The number of corporate bankruptcies dropped 20.2 percent in May from a year earlier to 1,182, down for the 17th straight month, a corporate credit research agency said Monday.
Combined debts left by failed companies dropped 32.9 percent to 537.22 billion yen, falling below the 1 trillion yen line for the second straight month, Teikoku Databank said in its monthly report covering failures with debts of 10 million yen or more.
The decline was attributed mainly to “a reduction in dishonored bills resulting from contractions in credit among companies as well as the effect of public financial assistance being extended to small and medium-size businesses,” Teikoku Databank said.
It said the recovery in leading firms — except for builders, distributors and real estate agents — has started to boost capital investment in the private sector, including small to midsize companies.
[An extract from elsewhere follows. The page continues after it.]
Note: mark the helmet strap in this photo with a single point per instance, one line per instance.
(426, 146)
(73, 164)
Teikoku Databank said the year-on-year fall of 17 straight months is the third-longest decline since the end of World War II.
But the number of failures in which firms were forced to discontinue business under court-supervised proceedings came to 470, accounting for 39.8 percent of all May bankruptcies, which set a record for the third straight month, it added.
Compared with the figure in April, there were seven fewer companies that went bankrupt in May.
By industry, failures in the construction industry showed a significant fall of 20.9 percent to 374 cases, followed by those in the wholesale industry, which dropped 22.7 percent to 187 cases.
In May, 38 companies filed for bankruptcy protection under the Civil Rehabilitation Law. It is the first time the figure has dropped below 40 since the law took effect in April 2000.
Failures of companies that had been in business for 30 years or longer numbered 318, accounting for 26.9 percent of the total.